🤖 AI Summary
This paper exposes critical trustworthiness deficiencies in intrinsically interpretable deep learning models—such as prototype-based networks and concept bottleneck models—demonstrating that their apparent interpretability fosters visual confirmation bias and renders them highly vulnerable to adversarial manipulation. Method: We formally establish that intrinsic interpretability does not imply robustness or reliability; we introduce two novel adversarial analysis paradigms—prototype manipulation attacks and concept backdoor attacks—and propose a comprehensive framework for evaluating interpretability robustness. Results: Experiments show that minute, imperceptible perturbations to prototypes suffice to induce semantically nonsensical predictions (e.g., misclassifying birds as cars), revealing fundamental flaws in the models’ reasoning mechanisms. Our findings delineate the defensive limits of concept-driven interpretable models, undermining their viability in safety-critical applications, and provide both a methodological foundation and urgent cautionary insights for trustworthy explainable AI research.
📝 Abstract
A common belief is that intrinsically interpretable deep learning models ensure a correct, intuitive understanding of their behavior and offer greater robustness against accidental errors or intentional manipulation.

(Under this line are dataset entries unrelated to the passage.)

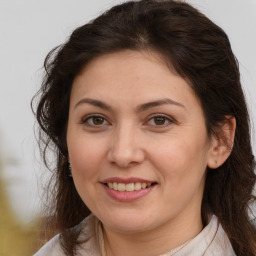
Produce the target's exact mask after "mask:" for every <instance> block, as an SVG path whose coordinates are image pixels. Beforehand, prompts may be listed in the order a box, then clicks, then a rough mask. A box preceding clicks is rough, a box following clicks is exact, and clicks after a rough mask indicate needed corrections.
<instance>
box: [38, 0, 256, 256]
mask: <svg viewBox="0 0 256 256" xmlns="http://www.w3.org/2000/svg"><path fill="white" fill-rule="evenodd" d="M45 69H46V76H45V80H44V83H43V85H42V88H41V90H40V92H39V95H40V100H39V103H38V106H37V110H36V115H37V120H38V122H39V124H40V127H41V129H42V132H41V137H40V138H41V141H42V142H43V143H45V148H44V149H43V152H44V154H45V152H46V150H47V149H48V148H50V147H51V148H52V147H54V150H55V153H56V160H57V161H56V167H55V168H54V174H53V175H54V179H55V186H54V187H53V191H51V193H53V195H52V199H53V201H52V202H53V203H52V212H51V216H52V218H51V220H52V222H51V225H52V227H53V226H54V227H55V226H56V227H57V229H58V230H59V231H60V235H57V236H56V237H54V238H53V239H52V240H51V241H50V242H48V243H47V244H46V245H45V246H44V247H43V248H42V249H41V250H40V251H39V252H38V253H37V254H36V255H37V256H41V255H108V256H110V255H111V256H113V255H124V256H125V255H147V256H149V255H152V256H153V255H177V256H178V255H195V256H199V255H243V256H247V255H248V256H249V255H256V240H255V238H256V230H255V228H254V227H253V225H252V223H251V221H250V219H249V216H248V214H249V213H250V203H252V202H253V201H254V199H255V198H254V196H253V195H252V190H253V187H254V184H255V179H256V178H255V174H254V167H255V161H254V156H253V154H252V149H251V143H250V131H249V117H248V112H247V108H246V102H245V99H244V95H243V91H242V89H241V84H240V78H239V70H238V65H237V62H236V59H235V57H234V55H233V53H232V50H231V47H230V43H229V40H228V37H227V35H226V34H225V33H224V32H223V30H222V29H220V28H219V27H218V26H216V25H215V24H214V23H212V22H211V21H210V20H209V19H208V18H206V17H205V16H204V15H202V14H201V13H200V12H198V11H197V10H196V9H194V8H193V7H191V6H190V5H188V4H186V3H183V2H179V1H167V0H166V1H165V0H162V1H156V0H142V1H136V2H133V1H131V2H126V3H124V4H121V5H118V6H116V7H113V8H112V9H110V10H109V11H107V12H106V13H104V14H102V15H101V16H100V17H98V18H97V19H95V20H94V21H92V22H90V23H89V24H86V25H84V26H82V27H80V28H78V29H76V30H75V31H74V32H73V33H72V35H71V37H70V39H69V40H68V42H67V43H65V44H64V45H62V46H61V47H59V48H56V49H54V50H53V51H52V52H51V53H50V54H49V55H48V57H47V58H46V62H45Z"/></svg>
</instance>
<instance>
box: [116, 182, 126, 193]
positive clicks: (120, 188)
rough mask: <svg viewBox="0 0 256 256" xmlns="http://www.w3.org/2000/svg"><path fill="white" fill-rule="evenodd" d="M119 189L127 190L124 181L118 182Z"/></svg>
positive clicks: (122, 190)
mask: <svg viewBox="0 0 256 256" xmlns="http://www.w3.org/2000/svg"><path fill="white" fill-rule="evenodd" d="M117 190H118V191H125V184H124V183H118V184H117Z"/></svg>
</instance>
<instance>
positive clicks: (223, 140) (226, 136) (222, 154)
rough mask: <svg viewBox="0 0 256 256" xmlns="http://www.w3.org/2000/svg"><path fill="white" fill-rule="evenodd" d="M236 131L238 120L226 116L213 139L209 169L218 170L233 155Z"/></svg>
mask: <svg viewBox="0 0 256 256" xmlns="http://www.w3.org/2000/svg"><path fill="white" fill-rule="evenodd" d="M235 130H236V119H235V117H233V116H226V119H225V120H224V121H223V123H221V125H220V127H219V128H218V130H217V131H216V134H215V135H214V136H212V138H211V149H210V155H209V158H208V163H207V165H208V167H209V168H211V169H216V168H218V167H219V166H221V165H222V164H223V163H224V162H225V161H226V160H227V158H228V157H229V155H230V154H231V151H232V148H233V144H234V138H235Z"/></svg>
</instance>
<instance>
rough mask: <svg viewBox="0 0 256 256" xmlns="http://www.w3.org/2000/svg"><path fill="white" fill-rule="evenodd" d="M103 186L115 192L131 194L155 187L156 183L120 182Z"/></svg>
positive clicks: (113, 182) (144, 182)
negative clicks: (124, 182) (152, 187)
mask: <svg viewBox="0 0 256 256" xmlns="http://www.w3.org/2000/svg"><path fill="white" fill-rule="evenodd" d="M103 184H104V185H105V186H107V187H108V188H110V189H112V190H115V191H120V192H133V191H138V190H142V189H146V188H149V187H152V186H155V185H156V184H157V183H156V182H152V183H151V182H150V183H145V182H131V183H127V184H125V183H122V182H120V183H119V182H107V183H103Z"/></svg>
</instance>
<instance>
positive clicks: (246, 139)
mask: <svg viewBox="0 0 256 256" xmlns="http://www.w3.org/2000/svg"><path fill="white" fill-rule="evenodd" d="M123 49H131V50H137V51H140V50H152V51H155V52H157V53H158V54H159V55H160V56H162V57H163V58H164V59H165V60H166V62H167V63H169V64H170V66H171V67H173V68H174V70H175V72H177V73H178V74H179V75H180V76H181V77H183V78H185V79H186V80H187V81H189V83H190V85H191V87H192V88H193V90H194V92H195V93H196V95H197V96H198V98H199V99H200V101H201V105H202V108H203V111H204V115H205V120H206V121H205V122H206V127H207V130H208V133H209V135H211V134H215V136H218V132H217V131H218V127H219V125H220V124H221V123H223V121H224V120H225V119H226V118H227V116H234V117H235V119H236V123H237V127H236V134H235V140H234V145H233V149H232V152H231V154H230V157H229V158H228V159H227V161H226V162H225V163H224V164H223V165H222V166H220V167H219V168H218V169H215V170H210V169H209V170H207V178H206V185H205V191H204V196H203V201H202V218H203V222H204V224H206V218H207V215H208V214H209V213H213V214H215V215H216V216H218V218H219V220H220V222H221V224H222V226H223V228H224V229H225V231H226V233H227V235H228V237H229V239H230V241H231V243H232V246H233V248H234V251H235V252H236V254H237V255H243V256H249V255H250V256H252V255H256V242H255V241H256V230H255V228H254V227H253V225H252V223H251V222H250V219H249V217H248V212H249V210H250V204H251V203H253V202H254V200H255V198H254V196H253V195H252V191H253V187H254V184H255V181H256V177H255V173H254V168H255V160H254V156H253V153H252V149H251V142H250V127H249V116H248V111H247V107H246V102H245V98H244V94H243V91H242V88H241V84H240V75H239V69H238V62H237V60H236V58H235V57H234V54H233V53H232V50H231V46H230V42H229V40H228V37H227V35H226V34H225V32H224V31H223V30H222V29H221V28H219V27H218V26H217V25H216V24H214V23H213V22H212V21H210V20H209V19H208V18H207V17H205V16H204V15H203V14H201V13H200V12H199V11H198V10H196V9H195V8H193V7H192V6H190V5H189V4H186V3H184V2H180V1H172V0H158V1H157V0H142V1H129V2H126V3H123V4H121V5H118V6H115V7H113V8H111V9H110V10H108V11H107V12H105V13H103V14H102V15H101V16H99V17H98V18H96V19H95V20H93V21H91V22H89V23H88V24H86V25H84V26H82V27H79V28H77V29H76V30H75V31H74V32H73V33H72V35H71V36H70V38H69V40H68V41H67V42H66V43H65V44H63V45H61V46H60V47H57V48H55V49H54V50H52V51H51V52H50V53H49V55H48V56H47V58H46V60H45V70H46V74H45V78H44V81H43V84H42V87H41V89H40V91H39V93H38V95H37V97H38V96H39V102H38V103H37V106H36V111H35V113H36V117H37V120H38V123H39V125H40V128H41V131H40V137H39V142H40V143H41V146H43V147H42V153H43V156H44V159H45V163H46V164H47V160H46V152H47V149H49V148H53V150H54V152H55V154H56V166H55V167H54V170H53V179H52V180H53V181H54V182H55V183H54V186H53V187H52V188H53V189H52V190H51V191H50V193H52V194H51V197H52V204H51V206H52V208H51V216H52V221H53V222H54V223H55V224H56V226H57V228H58V230H59V231H60V232H61V241H62V247H63V249H64V251H65V252H66V254H67V255H75V251H76V245H77V244H78V241H77V237H78V235H79V229H70V228H71V227H73V226H74V225H77V224H78V223H79V222H80V221H81V220H82V219H84V218H85V217H86V216H88V214H89V213H90V210H89V209H88V208H87V207H86V205H85V204H84V203H83V201H82V200H81V199H80V197H79V195H78V193H77V191H76V188H75V186H74V183H73V180H72V179H71V178H70V177H68V175H67V173H68V149H67V143H66V127H67V121H68V114H69V113H68V111H69V98H70V91H71V87H72V83H73V80H74V78H75V77H76V75H77V74H78V73H79V72H80V70H81V69H82V68H83V67H84V66H85V65H86V64H88V62H90V61H91V60H92V59H94V58H95V57H97V56H100V55H103V54H107V53H112V52H117V51H121V50H123ZM227 146H228V145H227Z"/></svg>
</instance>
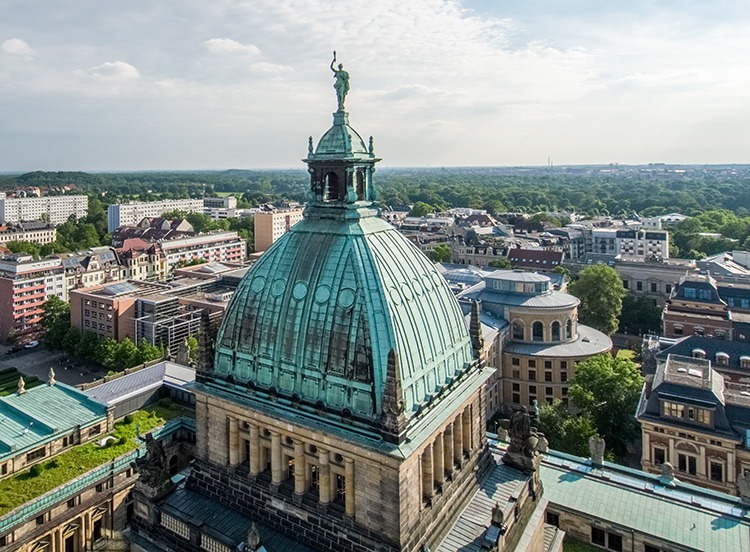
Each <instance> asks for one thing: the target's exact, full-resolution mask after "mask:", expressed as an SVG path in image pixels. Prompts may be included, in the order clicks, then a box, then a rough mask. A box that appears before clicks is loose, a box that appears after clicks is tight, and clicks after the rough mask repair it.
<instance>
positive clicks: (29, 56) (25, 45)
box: [0, 38, 34, 57]
mask: <svg viewBox="0 0 750 552" xmlns="http://www.w3.org/2000/svg"><path fill="white" fill-rule="evenodd" d="M0 50H2V51H3V52H5V53H6V54H10V55H12V56H22V57H32V56H33V55H34V50H33V49H32V48H31V46H29V45H28V44H27V43H26V42H24V41H23V40H21V39H20V38H9V39H8V40H6V41H5V42H3V43H2V44H0Z"/></svg>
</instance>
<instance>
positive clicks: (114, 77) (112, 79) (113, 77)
mask: <svg viewBox="0 0 750 552" xmlns="http://www.w3.org/2000/svg"><path fill="white" fill-rule="evenodd" d="M87 73H88V74H89V75H92V76H95V77H101V78H104V79H112V80H132V79H137V78H139V77H140V76H141V74H140V73H139V72H138V69H136V68H135V67H133V66H132V65H130V64H129V63H125V62H124V61H105V62H104V63H102V64H101V65H97V66H95V67H91V68H90V69H88V71H87Z"/></svg>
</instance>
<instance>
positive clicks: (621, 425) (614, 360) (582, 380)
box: [569, 354, 643, 458]
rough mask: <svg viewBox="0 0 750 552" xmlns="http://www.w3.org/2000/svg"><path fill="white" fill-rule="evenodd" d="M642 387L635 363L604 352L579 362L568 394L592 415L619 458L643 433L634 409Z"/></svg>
mask: <svg viewBox="0 0 750 552" xmlns="http://www.w3.org/2000/svg"><path fill="white" fill-rule="evenodd" d="M642 388H643V377H642V376H641V373H640V370H639V368H638V366H637V365H636V364H634V363H633V362H632V361H630V360H627V359H624V358H613V357H612V356H611V355H608V354H603V355H596V356H593V357H591V358H588V359H586V360H584V361H582V362H579V363H578V364H577V365H576V375H575V378H573V380H572V381H571V383H570V389H569V395H570V400H571V401H572V402H573V404H574V405H575V406H576V407H577V408H579V409H580V411H581V414H582V415H587V416H590V417H591V420H592V421H593V423H594V427H596V430H597V432H598V433H599V435H601V436H602V437H604V439H605V440H606V441H607V447H609V449H610V450H612V452H613V453H614V454H615V456H617V457H618V458H624V457H625V456H626V455H627V447H628V445H629V444H630V443H632V442H634V441H636V440H637V439H638V438H639V437H640V428H639V426H638V422H637V421H636V419H635V409H636V406H637V405H638V400H639V398H640V395H641V389H642Z"/></svg>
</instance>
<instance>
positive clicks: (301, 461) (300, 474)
mask: <svg viewBox="0 0 750 552" xmlns="http://www.w3.org/2000/svg"><path fill="white" fill-rule="evenodd" d="M306 471H307V469H306V466H305V443H303V442H302V441H298V440H296V439H295V441H294V494H295V495H297V496H302V495H303V494H305V491H306V490H307V488H306V486H305V472H306Z"/></svg>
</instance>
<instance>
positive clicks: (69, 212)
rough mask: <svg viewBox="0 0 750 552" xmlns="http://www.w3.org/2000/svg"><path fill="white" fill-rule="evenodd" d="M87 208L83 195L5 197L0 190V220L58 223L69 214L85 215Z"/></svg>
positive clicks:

However, these beliefs have not been comprehensively verified, and growing evidence casts doubt on them. In this paper, we highlight the risks related to overreliance and susceptibility to adversarial manipulation of these so-called"intrinsically (aka inherently) interpretable"models by design. We introduce two strategies for adversarial analysis with prototype manipulation and backdoor attacks against prototype-based networks, and discuss how concept bottleneck models defend against these attacks. Fooling the model's reasoning by exploiting its use of latent prototypes manifests the inherent uninterpretability of deep neural networks, leading to a false sense of security reinforced by a visual confirmation bias. The reported limitations of prototype-based networks put their trustworthiness and applicability into question, motivating further work on the robustness and alignment of (deep) interpretable models.